As she elaborates, though, she hints at the real life inspiration behind her fiction. "As I see each of my daughters go through their development, I think they're the most wise, giving, often the most self-sacrificing, the most incredible girls. I just marvel. I wish the world was run according to the principles 9-year-old, 10-year-old, 11-year-old girls have within them. It's just an age thing—their wisdom, their kindness, their thought for other people.
"I guess I wanted to write a book about the heroism of young girls." Erdrich continues, "Part of it is the chaos that sexuality brings into people's lives. Passion, passionate love, the passion creates the chaos. We see the heroism of these girls, but they also grow up, life becomes complex, people make mistakes and…" Her voice fades into silence.
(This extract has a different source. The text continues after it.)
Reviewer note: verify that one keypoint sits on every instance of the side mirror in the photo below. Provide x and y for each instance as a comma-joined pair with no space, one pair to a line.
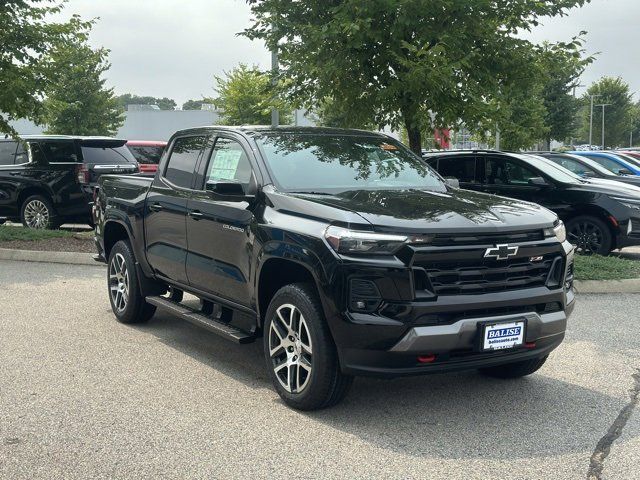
232,189
452,182
538,182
After a moment, she resumes speaking, talking about girls once again and the wonderful but crazy experience of raising daughters. The conversation veers back to more of Erdrich's favorite topics—her bookstore and her latest project, Birchbark Books Press, through which she has begun publishing books about Ojibwe language and culture.
"This is my natural trajectory," she says. "If I could have my fantasy come true, I'd be living in Minneapolis. I'm here. I'm doing what I want to do, what I have to do. I'm so happy. I love this. I love this bookstore."
A few minutes later, she says, "We're very proud to have survived." She is referring to the resilience of her bookstore. But she might just as well have been talking about herself.